In 1884, he wrote Our Penal Machinery and its Victims, in which he criticized the American justice system for being oriented against the poor and encouraging brutality by delivering brutal treatment of prisoners, and he began to express pro-labor stands, although he took no public position on the Haymarket incident in 1886. That year he was elected to the Cook County Superior Court, where he spoke in favor of abolishing sweatshops and child labor, prompting the Chicago Tribune to label Altgeld a "follower of Jefferson -- and Karl Marx."

Nominated for governor by the Democrats in 1892, he campaigned on non-radical issues and won, but soon after courted controversy by issuing a proclamation against the lynching of an African-American in Decatur, Illinois, and, most famously, by pardoning the surviving members of the Haymarket affair (Messrs. Fielden, Neebe and Schwab) with an 18,000-word supporting essay which denounced the uses of capital and government authority against the laborer.

He was criticized around the country as a friend of anarchy, but this only emboldened Altgeld's radical pro-union stance: while President Cleveland tried to break the Pullman strike of 1894 with federal troops and injunctions, Altgeld demanded that Cleveland withdraw the troops, and spoke out against the corrupt control of the White House by the captains of corporate wealth, describing the Cleveland administration as "the slimy offspring of that unhallowed marriage between Standard Oil and Wall Street."

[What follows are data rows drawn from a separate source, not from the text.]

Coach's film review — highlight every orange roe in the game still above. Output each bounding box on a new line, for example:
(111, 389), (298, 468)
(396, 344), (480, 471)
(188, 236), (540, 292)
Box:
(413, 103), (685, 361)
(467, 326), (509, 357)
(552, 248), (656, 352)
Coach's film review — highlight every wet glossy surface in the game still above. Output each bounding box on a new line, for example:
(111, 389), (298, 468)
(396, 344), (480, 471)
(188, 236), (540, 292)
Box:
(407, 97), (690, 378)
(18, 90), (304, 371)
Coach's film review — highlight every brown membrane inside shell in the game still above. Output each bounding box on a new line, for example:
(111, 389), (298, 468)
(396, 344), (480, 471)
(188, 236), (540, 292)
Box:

Despite his radical reputation, Altgeld might have won the 1896 Democratic presidential nomination were it not for his foreign birth; instead he supported William Jennings Bryan and ran unsuccessfully for reelection as governor (although he polled better than Bryan did in Illinois). He lost a bid for mayor of Chicago in 1899 and began a law partnership with the famous Clarence Darrow, before succumbing to a cerebral hemmorhage on March 12, 1902.